Una vertenza che esplode alla vigilia di un crocevia importante: il Pnrr bussa alla porta, promettendo il rilancio; tutti parlano del lavoro delle donne come volano di sviluppo e metro di misura del progresso del Paese. Ecco, qui c’è una professionalità importante, che ha una tradizione ventennale, c’è un prodotto riconosciuto, le macchine da caffé per ristorazione e bar, che trova nell’Italia una delle sue patrie d'eccellenza, c’è una forza lavoro in prevalenza fatta di donne. La Sa.Ga. Coffee è come una linea sottile di demarcazione tra il fallimento e il rilancio del Paese. Sulla pelle di queste operaie, decise a venderla molto cara e impegnate in una mobilitazione che dopo una settimana già si annuncia durissima, Roma e il governo nazionale potrebbero rischiare la faccia. Anche perché questa fabbrica è tra i tasselli di quel puzzle di cui fanno parte Gkn, Whirlpool, Gianetti, Acc, Embraco e tanti altri. Un puzzle molto grande e complicato che riflette lo stato di un’industria e di un mercato del lavoro che rischia di finire in pezzi. Al governo il compito di ricomporlo.

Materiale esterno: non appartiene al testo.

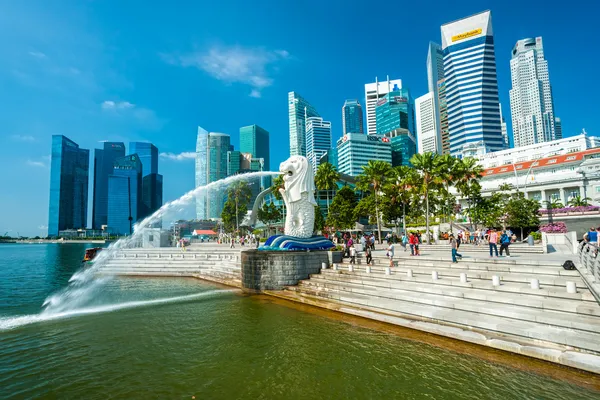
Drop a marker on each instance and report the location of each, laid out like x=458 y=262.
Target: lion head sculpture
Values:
x=298 y=178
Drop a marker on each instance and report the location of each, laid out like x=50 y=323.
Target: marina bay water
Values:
x=178 y=338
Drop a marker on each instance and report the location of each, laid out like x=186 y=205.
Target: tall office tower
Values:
x=124 y=194
x=504 y=129
x=428 y=140
x=435 y=72
x=211 y=165
x=104 y=160
x=471 y=86
x=531 y=104
x=69 y=172
x=318 y=140
x=201 y=171
x=299 y=109
x=396 y=120
x=148 y=155
x=352 y=117
x=373 y=92
x=557 y=128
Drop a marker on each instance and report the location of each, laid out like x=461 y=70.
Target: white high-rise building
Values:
x=318 y=140
x=531 y=104
x=428 y=139
x=373 y=92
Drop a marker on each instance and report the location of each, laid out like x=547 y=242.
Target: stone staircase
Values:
x=217 y=265
x=548 y=323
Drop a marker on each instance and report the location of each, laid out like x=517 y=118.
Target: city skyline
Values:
x=122 y=107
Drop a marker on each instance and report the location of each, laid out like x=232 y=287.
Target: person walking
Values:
x=390 y=254
x=493 y=242
x=504 y=243
x=454 y=246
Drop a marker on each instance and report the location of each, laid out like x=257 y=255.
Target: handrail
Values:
x=589 y=267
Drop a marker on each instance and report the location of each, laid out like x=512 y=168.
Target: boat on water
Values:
x=90 y=254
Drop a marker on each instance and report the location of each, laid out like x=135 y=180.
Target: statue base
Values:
x=291 y=243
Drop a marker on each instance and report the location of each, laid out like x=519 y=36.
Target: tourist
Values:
x=369 y=255
x=504 y=243
x=493 y=240
x=390 y=254
x=352 y=255
x=454 y=246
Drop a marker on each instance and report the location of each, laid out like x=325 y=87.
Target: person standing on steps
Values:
x=454 y=245
x=493 y=241
x=504 y=243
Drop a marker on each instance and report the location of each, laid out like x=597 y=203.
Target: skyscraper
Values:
x=148 y=155
x=395 y=119
x=318 y=140
x=373 y=92
x=426 y=121
x=211 y=166
x=471 y=85
x=69 y=172
x=124 y=194
x=299 y=109
x=104 y=160
x=531 y=104
x=435 y=72
x=352 y=119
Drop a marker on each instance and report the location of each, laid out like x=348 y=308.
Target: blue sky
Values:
x=154 y=71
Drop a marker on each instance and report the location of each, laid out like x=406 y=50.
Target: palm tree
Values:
x=468 y=173
x=429 y=166
x=577 y=201
x=375 y=174
x=326 y=179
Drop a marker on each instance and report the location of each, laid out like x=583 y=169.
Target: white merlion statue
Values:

“L’ennesimo esempio – dice Francesca Re David, segretaria generale della Fiom, in visita al presidio a Gaggio Montano – di un'azienda che sta andando benissimo, ha mercato, sta producendo. Eppure la multinazionale proprietaria del marchio da un giorno all’altro decide di chiudere e di lasciare le lavoratrici e i lavoratori in mezzo a una strada. Anche nel caso di Sa.Ga. Coffee la vertenza esiste perché a tenerla in piedi sono le operaie e gli operai, in una condizione difficile e disagiata perché qui siamo in mezzo alle montagne, c’è un presidio partecipatissimo che tiene viva la lotta e chiama l’azienda, la Regione, le istituzioni a ogni livello alle proprie responsabilità. Tutta la Fiom e tutto il sindacato sono con queste lavoratrici e con questi lavoratori. Chiudere un’azienda è il fallimento di ogni piano di ripresa e resilienza e la vera resistenza è quella che stanno mettendo in atto queste lavoratrici e questi lavoratori. La Fiom starà con loro per impedire una chiusura che non ha alcun senso e per tenere vivo un marchio nato tra queste montagne che i manager vorrebbero portare altrove. Non lo possiamo accettare”.

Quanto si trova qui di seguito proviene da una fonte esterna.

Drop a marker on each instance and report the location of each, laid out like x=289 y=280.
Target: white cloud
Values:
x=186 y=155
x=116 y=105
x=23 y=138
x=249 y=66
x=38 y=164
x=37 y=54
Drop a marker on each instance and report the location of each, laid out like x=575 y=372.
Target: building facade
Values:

“La solidarietà e le pacche sulle spalle vanno bene – ha detto più volte parlando alle lavoratrici e ai lavoratori Primo Sacchetti che segue la vertenza per la Fiom bolognese –. Ma adesso abbiamo bisogno soprattutto di concretezza. Per riprendere la discussione abbiamo bisogno che l’azienda ritiri l’annuncio della chiusura. Abbiamo bisogno di un ammortizzatore sociale nell’immediato che copra i lavoratori dal punto di vista salariale. E poi, in prospettiva, di un progetto e un piano industriale che garantiscano il sito e l’occupazione. Chiediamo alla Regione che si faccia garante di queste tre richieste. E visto che siamo in un territorio in cui è stato firmato un patto per il lavoro, vogliamo capire se la Regione è pronta a fare pressione perché parta finalmente una discussione vera su un decreto antidelocalizzazioni. Fin quando non ci sarà una norma ad hoc questi fatti non si fermeranno. Concretezza subito. Perché il presidio è a Gaggio Montano, una perla dell’Appennino, in cui la protesta è dura: freddo, nebbia, acqua, vento, neve, bisogna agire in tempi rapidi. Il percorso sarà difficile ma di certo non molleremo di un centimetro”.

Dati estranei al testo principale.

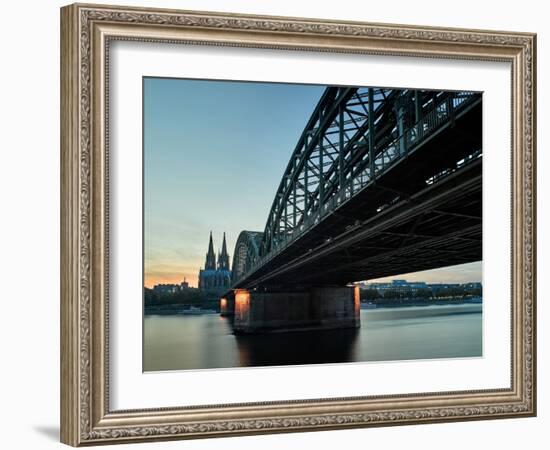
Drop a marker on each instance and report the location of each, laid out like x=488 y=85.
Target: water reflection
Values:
x=297 y=347
x=386 y=334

A colpire qui è un altro virus, quello dell’avidità, dell’indifferenza, dei conti che qualsiasi multinazionale fa quadrare chiudendo fabbriche alla bisogna, senza preoccuparsi delle conseguenze. I lavoratori sono numeri e un battito d’ali dall’altra parte del mondo basta a cancellarli, a ripulire la colonnina laddove il totale fosse in rosso. Sommersi e salvati, in una logica senza più logica, se non quella, disumana, del profitto a ogni costo.